If you told me that he was also carrying an electric guitar... well, that still wouldn't be enough to get a very high probability on any of those alternatives, but it sure would help increase the initial probability of the "plays in a rock band" hypothesis. Of course, he could play in a rock band and be from a culture where people usually wore earrings."
3. Look for extremes. The importance of a trait or characteristic may be a matter of degree.
This is basically just a reformulation of the above points, with an emphasis on the fact that extreme traits are easier to notice. But again, extreme signs don't tell us much in isolation, so we need to look for the broader pattern.
The significance of any trait, however extreme, usually will not become clear until you learn enough about someone to see a pattern develop. As you look for the pattern, give special attention to any other traits consistent with the most extreme ones. They're usually like a beacon in the night, leading you in the right direction.
4. Identify deviations from the pattern.
(I'll skip this one.)
5. Ask yourself if what you're seeing reflects a temporary state of mind or a permanent quality.
Again, any given observation has many different possible causes. Sometimes a behavior is caused not by any particular personality trait, but the person simply happening to be in a particular mood, which might be rare for them.
This is possibly old hat by now, but just to be sure: The probability that behavior X is caused by cause A, sayeth Bayes' theorem, is the probability that A happened in the first place times (since they must both be true) the probability that A would cause X at all. That's divided by the summed chance for anything else to have caused X.
A psedo-frequentist interpretation might compare this to the probability of drawing an ace out of a deck of cards. (I'm not sure if the following analogy is useful or makes sense to anyone besides me, but let's give it a shot.) Suppose you get to draw cards from a deck, but even after drawing them you're never allowed to look at them, and can only guess whether you're holding the most valuable ones. The chance that you'll draw a particular card is one divided by the total number of cards. You'd have a better chance of drawing it if you got to draw more cards. Imagine the probability of "(A happened) * (A would cause X)" as the amount of cards you'll get to draw from the deck of all hypotheses. You need to divide that with the probability that all hypotheses combined have, alternative explanations included, so think of the probability of the alternate hypotheses as the amount of other cards in the deck. Then your chance of drawing an ace of hearts (the correct hypothesis) is maximized if you get to draw as many cards as possible and the alternative hypotheses have as little probability (as few non-ace-of-hearts cards in the deck) as possible. Not considering the alternate hypotheses is like thinking you'll have a high chance of drawing the correct card, when you don't know how many cards there are in the deck total.

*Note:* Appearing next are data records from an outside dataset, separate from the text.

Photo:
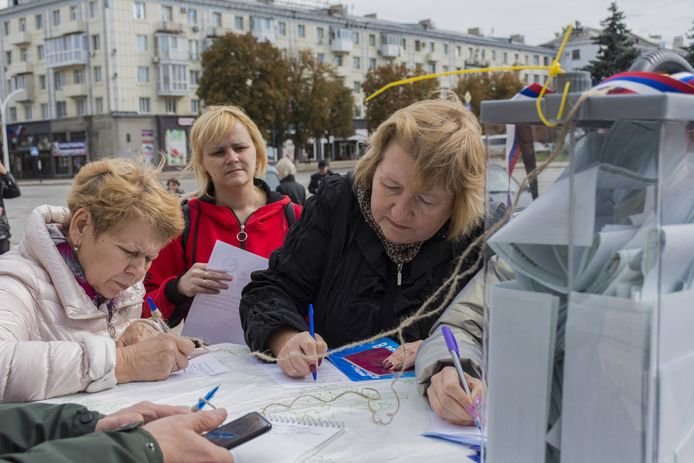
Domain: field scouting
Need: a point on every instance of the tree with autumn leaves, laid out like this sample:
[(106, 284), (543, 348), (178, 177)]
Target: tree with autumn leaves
[(295, 97)]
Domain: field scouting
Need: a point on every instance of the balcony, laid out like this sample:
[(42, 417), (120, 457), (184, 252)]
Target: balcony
[(20, 38), (168, 27), (341, 45), (74, 90), (389, 50), (21, 67), (69, 27)]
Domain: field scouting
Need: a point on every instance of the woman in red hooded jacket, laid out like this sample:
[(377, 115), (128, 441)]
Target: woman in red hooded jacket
[(232, 205)]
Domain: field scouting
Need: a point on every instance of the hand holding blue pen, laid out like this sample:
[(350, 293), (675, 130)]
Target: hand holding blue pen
[(452, 346), (205, 400), (312, 331)]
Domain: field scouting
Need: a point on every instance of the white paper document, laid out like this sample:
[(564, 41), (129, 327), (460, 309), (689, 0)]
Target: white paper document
[(215, 317), (327, 374), (204, 365)]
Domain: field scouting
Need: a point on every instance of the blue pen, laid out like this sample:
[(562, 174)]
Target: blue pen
[(313, 334), (452, 346), (156, 315), (201, 403)]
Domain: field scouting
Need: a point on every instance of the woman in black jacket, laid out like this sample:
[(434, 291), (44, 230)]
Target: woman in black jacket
[(8, 189), (371, 248)]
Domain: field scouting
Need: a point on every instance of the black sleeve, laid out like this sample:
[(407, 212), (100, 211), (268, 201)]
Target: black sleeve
[(26, 425), (11, 189), (279, 296)]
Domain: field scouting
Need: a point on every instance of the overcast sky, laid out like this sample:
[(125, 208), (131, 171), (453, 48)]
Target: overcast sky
[(538, 20)]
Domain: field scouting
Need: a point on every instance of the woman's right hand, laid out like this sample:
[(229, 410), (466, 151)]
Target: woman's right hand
[(201, 279), (292, 347), (152, 359)]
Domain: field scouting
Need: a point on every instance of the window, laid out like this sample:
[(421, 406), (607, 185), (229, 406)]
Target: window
[(194, 77), (58, 80), (144, 105), (170, 105), (216, 19), (75, 14), (81, 106), (141, 43), (60, 109), (143, 74), (166, 13), (192, 16), (138, 10)]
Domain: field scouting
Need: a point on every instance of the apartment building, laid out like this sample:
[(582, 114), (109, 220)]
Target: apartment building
[(95, 78)]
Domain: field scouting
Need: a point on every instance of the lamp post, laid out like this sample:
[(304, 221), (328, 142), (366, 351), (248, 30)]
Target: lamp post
[(5, 148)]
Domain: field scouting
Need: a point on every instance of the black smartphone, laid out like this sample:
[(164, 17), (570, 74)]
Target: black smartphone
[(239, 431)]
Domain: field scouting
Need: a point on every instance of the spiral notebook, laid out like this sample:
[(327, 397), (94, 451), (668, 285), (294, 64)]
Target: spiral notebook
[(291, 440)]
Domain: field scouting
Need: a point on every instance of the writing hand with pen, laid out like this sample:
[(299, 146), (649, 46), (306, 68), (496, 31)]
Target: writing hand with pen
[(291, 347), (453, 394)]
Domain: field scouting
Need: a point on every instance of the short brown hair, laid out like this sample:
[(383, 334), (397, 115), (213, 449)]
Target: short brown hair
[(445, 140), (120, 189), (211, 127)]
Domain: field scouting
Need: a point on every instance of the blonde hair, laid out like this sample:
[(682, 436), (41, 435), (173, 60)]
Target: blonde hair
[(445, 141), (285, 167), (212, 127), (118, 190)]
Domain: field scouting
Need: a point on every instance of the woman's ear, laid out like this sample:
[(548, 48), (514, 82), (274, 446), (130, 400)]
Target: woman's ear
[(79, 223)]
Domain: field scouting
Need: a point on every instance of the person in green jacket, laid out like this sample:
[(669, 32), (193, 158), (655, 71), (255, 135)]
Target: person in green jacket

If you're hoping to draw the correct hypothesis about the reasons for someone's behavior, then consider carefully whether you want to use the "this is a permanent quality" or the "this is just a transient mood" explanation. Frequently, drawing the "this is just a transient mood" cards will give you a better shot at grabbing the hypothesis with the most valuable card.
See also Correspondence Bias.
6. Distinguish between elective and nonelective traits. Some things you control; other things control you.
As noted in the discussion about first impressions, people have an interest in manipulating the impression that others give them. The easier it is to manipulate an impression, and the more common it is that people have an interest in biasing that impression, the less reliable of a guide it is. Elective traits such as clothing, jewelry and accessories can be altered almost at will, and are therefore relatively weak evidence.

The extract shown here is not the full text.